Organizational Recognition and Certification
- BL.INK only works with verified and approved customers and organizations to generate QR codes on approved domains. These organizations are responsible for implementing secure and certified practices in handling any data collected through QR codes and to the final link destinations.
- Every QR code generated on the BL.INK platform is monitored to ensure accuracy, privacy, and security.
Incident Response
BL.INK follows a structured protocol for handling security events, involving escalation procedures, swift mitigation, and post-incident analysis. All employees and contractors are well-informed about these policies. Request the removal of personally identifiable information and/or account data by emailing privacy@bl.ink and we will respond within 72 hours.

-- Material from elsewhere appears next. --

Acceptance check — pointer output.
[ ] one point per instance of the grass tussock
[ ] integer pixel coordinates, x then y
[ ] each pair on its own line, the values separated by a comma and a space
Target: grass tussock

Additional Security Measures
Confidentiality
Confidentiality agreements are integral to all BL.INK employment contracts, emphasize the protection of sensitive information.
Background Checks
Background verification checks for all candidates, employees and contractors are carried out in accordance with relevant laws, regulations, and ethics, and proportional to the business requirements.
Privacy
BL.INK regularly updates our privacy policy and monitors changing standards. Please visit: https://www.bl.ink/privacy-policy. Request the removal of personally identifiable information and/or account data by emailing privacy@bl.ink and we will respond within 72 hours.
Terms of Service
Please visit https://www.bl.ink/terms-of-service.
Training
Every BL.INK employee and contractor undergoes annual Security and Awareness training to foster a security-conscious software and operational culture. Regular monthly training is also conducted and audited by our Chief Operations Officer.
Policies
BL.INK maintains an evolving set of comprehensive security policies, encompassing various topics and shared across the organization. You may review current policies at http://bl.ink/trust.
PCI Obligations
Credit card payments for BL.INK subscriptions are managed through Chargebee, a partner with strong security measures and PCI compliance. BL.INK itself is also PCI Compliant, via self-attestation.